É claro que muita gente cheia de boas intenções vai caindo no canto da sereia da extrema-direita, na aspiração do homem providencial. Os brasileiros tiveram o seu “mito” e os americanos o seu “homem de sucesso”, mas o resultado foi o que se viu.
A imagem que resvala para o autoritarismo, do tipo “pôr isto tudo na ordem”, não compagina com o jogo democrático, nem com o regular funcionamento das instituições. A ideia de que os políticos precisam de ser postos na ordem é populista e altamente perigosa. Já vimos este filme em 1926 e durante todo o Estado Novo. A presidência da república é um cargo político e não um posto militar e só em casos históricos muito específicos será conveniente que o país chame para aí um homem fardado.
O que os políticos precisam é de ser escrutinados pela comunicação social, pelas instituições democráticas e pelas populações, e de prestarem contas periodicamente na ida dos eleitores às urnas, o que apenas pode suceder em democracia, através de eleições livres.
Dispensam-se homens providenciais e sebastianismos bacocos. O que faz falta é que os cidadãos cumpram os seus deveres, estejam atentos à coisa pública e que as instituições funcionem.

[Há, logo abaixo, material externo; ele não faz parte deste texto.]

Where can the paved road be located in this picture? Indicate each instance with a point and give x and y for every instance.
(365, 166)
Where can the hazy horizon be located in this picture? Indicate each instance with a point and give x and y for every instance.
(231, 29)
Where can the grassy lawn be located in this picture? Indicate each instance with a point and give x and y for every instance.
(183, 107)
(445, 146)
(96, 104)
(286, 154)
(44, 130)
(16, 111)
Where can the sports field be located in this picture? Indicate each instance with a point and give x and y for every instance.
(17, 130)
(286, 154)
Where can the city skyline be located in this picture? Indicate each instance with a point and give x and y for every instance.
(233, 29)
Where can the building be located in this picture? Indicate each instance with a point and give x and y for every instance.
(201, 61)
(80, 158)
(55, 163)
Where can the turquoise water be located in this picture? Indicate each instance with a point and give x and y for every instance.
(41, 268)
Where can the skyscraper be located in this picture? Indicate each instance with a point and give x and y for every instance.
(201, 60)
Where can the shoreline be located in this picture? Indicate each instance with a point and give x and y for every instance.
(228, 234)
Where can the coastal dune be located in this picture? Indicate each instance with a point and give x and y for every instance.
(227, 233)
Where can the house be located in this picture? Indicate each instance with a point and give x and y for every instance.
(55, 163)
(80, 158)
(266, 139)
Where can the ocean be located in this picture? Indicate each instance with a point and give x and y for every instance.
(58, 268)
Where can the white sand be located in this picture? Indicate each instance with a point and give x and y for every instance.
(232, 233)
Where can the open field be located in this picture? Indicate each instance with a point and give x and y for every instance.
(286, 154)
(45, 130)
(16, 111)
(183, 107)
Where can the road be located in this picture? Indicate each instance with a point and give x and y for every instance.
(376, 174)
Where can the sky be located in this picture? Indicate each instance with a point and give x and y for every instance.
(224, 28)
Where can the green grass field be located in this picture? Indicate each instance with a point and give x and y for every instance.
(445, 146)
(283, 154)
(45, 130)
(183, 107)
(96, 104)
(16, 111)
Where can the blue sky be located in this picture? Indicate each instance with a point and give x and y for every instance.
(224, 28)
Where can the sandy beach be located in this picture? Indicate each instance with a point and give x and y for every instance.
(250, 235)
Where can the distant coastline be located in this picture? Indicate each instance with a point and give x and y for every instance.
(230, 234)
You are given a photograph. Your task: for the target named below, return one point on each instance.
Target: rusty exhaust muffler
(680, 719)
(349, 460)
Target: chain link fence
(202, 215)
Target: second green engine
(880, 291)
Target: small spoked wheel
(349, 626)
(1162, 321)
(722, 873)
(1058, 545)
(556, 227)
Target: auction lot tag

Há ano e meio escrevi aqui, sob o título “Deixem o vice-almirante em paz!”: “Só há uma coisa de que as pessoas gostam mais do que de fabricar heróis: é deitá-los por terra na primeira curva da estrada. Se Gouveia e Melo cair na asneira de entrar na política vai arrepender-se depressa.” Continuo a pensar exactamente do mesmo modo. Era bom para ele e para as FAA que Gouveia e Melo se colocasse claramente fora da corrida a Belém. Caso contrário vamos ter problemas pois um país não é um quartel.